Fonte: IA
Uma revolução silenciosa está acontecendo nos corredores dos supermercados brasileiros, e ela não é liderada por novas tecnologias ou estratégias de marketing mirabolantes, mas por uma mudança profunda e duradoura no comportamento do consumidor. A busca por performance, equilíbrio e bem-estar, antes restrita ao universo das academias e atletas, transbordou para o dia a dia e se consolidou como um novo e poderoso padrão de consumo. A "era fitness" não é mais uma tendência de nicho; é a força motriz que está redesenhando o varejo alimentar e forçando a indústria a se adaptar a um cliente mais informado, exigente e consciente de suas escolhas.
Os números falam por si. Uma pesquisa recente da Scanntech, em parceria com a McKinsey & Company, revelou o impacto avassalador dessa nova mentalidade. Entre janeiro e outubro de 2025, as vendas de Whey Protein, o carro-chefe da suplementação, cresceram impressionantes 124% em volume. A creatina, outro suplemento que ganhou o mainstream, avançou 89% no mesmo período [1]. Esses dados, no entanto, são apenas a ponta do iceberg. O apelo por produtos ricos em proteínas, funcionais e com zero açúcar extrapolou o público marombeiro e hoje orienta as decisões de compra de milhões de brasileiros, influenciando desde a escolha do iogurte no café da manhã até o snack da tarde e as bebidas do fim de semana.

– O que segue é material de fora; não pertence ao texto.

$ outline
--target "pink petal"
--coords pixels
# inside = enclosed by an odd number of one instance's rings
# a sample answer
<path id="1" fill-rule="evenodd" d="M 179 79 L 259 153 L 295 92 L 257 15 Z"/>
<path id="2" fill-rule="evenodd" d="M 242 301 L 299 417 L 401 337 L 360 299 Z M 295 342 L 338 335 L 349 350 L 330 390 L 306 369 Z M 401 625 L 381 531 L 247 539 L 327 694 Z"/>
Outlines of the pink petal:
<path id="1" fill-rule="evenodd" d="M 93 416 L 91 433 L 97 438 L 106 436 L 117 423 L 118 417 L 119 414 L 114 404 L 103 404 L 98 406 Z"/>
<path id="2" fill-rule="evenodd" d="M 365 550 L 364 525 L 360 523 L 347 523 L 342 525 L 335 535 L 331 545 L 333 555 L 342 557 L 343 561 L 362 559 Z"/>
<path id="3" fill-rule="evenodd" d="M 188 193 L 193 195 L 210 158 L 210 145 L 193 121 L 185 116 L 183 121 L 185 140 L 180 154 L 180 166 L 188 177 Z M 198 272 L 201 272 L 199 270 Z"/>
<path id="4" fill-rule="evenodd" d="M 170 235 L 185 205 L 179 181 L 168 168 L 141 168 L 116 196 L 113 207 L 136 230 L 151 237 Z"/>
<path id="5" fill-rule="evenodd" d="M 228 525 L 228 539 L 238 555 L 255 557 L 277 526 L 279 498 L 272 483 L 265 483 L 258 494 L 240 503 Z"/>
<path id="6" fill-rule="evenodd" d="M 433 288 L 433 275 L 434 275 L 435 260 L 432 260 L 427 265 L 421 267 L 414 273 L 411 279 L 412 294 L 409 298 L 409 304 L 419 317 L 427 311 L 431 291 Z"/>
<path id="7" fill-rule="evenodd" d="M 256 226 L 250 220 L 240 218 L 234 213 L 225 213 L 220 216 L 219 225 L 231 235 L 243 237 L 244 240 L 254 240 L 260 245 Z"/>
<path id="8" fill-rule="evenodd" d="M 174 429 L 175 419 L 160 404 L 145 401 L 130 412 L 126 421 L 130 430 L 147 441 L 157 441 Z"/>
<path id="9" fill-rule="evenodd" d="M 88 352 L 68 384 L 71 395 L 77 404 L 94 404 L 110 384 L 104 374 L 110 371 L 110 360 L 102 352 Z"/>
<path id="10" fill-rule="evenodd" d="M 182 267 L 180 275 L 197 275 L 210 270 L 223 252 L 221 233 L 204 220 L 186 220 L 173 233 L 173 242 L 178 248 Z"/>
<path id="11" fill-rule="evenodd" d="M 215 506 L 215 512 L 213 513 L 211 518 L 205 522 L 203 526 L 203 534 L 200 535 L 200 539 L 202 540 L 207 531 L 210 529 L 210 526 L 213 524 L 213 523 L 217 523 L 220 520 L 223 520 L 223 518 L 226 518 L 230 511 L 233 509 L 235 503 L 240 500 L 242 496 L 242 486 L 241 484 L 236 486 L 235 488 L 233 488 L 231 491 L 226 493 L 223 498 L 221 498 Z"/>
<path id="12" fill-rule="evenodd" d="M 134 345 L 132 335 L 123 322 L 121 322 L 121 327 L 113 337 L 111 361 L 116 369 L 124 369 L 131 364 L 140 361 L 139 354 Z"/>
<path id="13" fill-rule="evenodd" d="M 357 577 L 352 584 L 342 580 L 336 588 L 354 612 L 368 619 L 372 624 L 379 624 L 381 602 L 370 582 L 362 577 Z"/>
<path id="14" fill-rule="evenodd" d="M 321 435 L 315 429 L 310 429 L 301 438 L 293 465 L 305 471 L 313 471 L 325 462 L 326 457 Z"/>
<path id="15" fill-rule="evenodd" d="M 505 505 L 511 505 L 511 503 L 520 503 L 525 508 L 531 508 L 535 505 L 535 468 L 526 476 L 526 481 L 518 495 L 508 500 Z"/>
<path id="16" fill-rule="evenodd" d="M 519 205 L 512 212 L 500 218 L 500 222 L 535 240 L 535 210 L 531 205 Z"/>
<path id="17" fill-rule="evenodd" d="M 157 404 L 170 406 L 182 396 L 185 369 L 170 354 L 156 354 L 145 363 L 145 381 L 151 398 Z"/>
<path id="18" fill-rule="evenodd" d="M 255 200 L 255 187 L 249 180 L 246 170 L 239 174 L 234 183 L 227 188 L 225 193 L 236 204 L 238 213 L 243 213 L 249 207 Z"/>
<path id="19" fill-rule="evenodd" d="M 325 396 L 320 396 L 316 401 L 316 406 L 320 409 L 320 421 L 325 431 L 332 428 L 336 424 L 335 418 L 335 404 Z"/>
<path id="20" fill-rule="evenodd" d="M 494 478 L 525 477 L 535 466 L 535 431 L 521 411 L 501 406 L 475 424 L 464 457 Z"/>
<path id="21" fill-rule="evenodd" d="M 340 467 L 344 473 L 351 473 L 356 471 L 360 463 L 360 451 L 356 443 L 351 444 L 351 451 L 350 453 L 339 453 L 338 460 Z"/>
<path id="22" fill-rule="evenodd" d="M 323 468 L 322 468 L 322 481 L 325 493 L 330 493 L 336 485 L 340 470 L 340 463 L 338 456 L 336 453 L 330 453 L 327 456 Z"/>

Essa transformação é corroborada por outros estudos. Uma pesquisa da GALUNION, intitulada "Alimentação Hoje: a visão do consumidor", aponta que 46% da população afirma investir mais na saúde por meio de dietas específicas ou do uso de suplementos [2]. O mesmo levantamento mostra que 58% dos consumidores agora observam com mais frequência os rótulos e a origem dos produtos. O consumidor brasileiro despertou. Ele não apenas busca produtos que o ajudem a atingir seus objetivos de performance física, mas também que promovam saúde e longevidade. A equação é simples: se o esforço é feito no treino, a alimentação precisa estar à altura.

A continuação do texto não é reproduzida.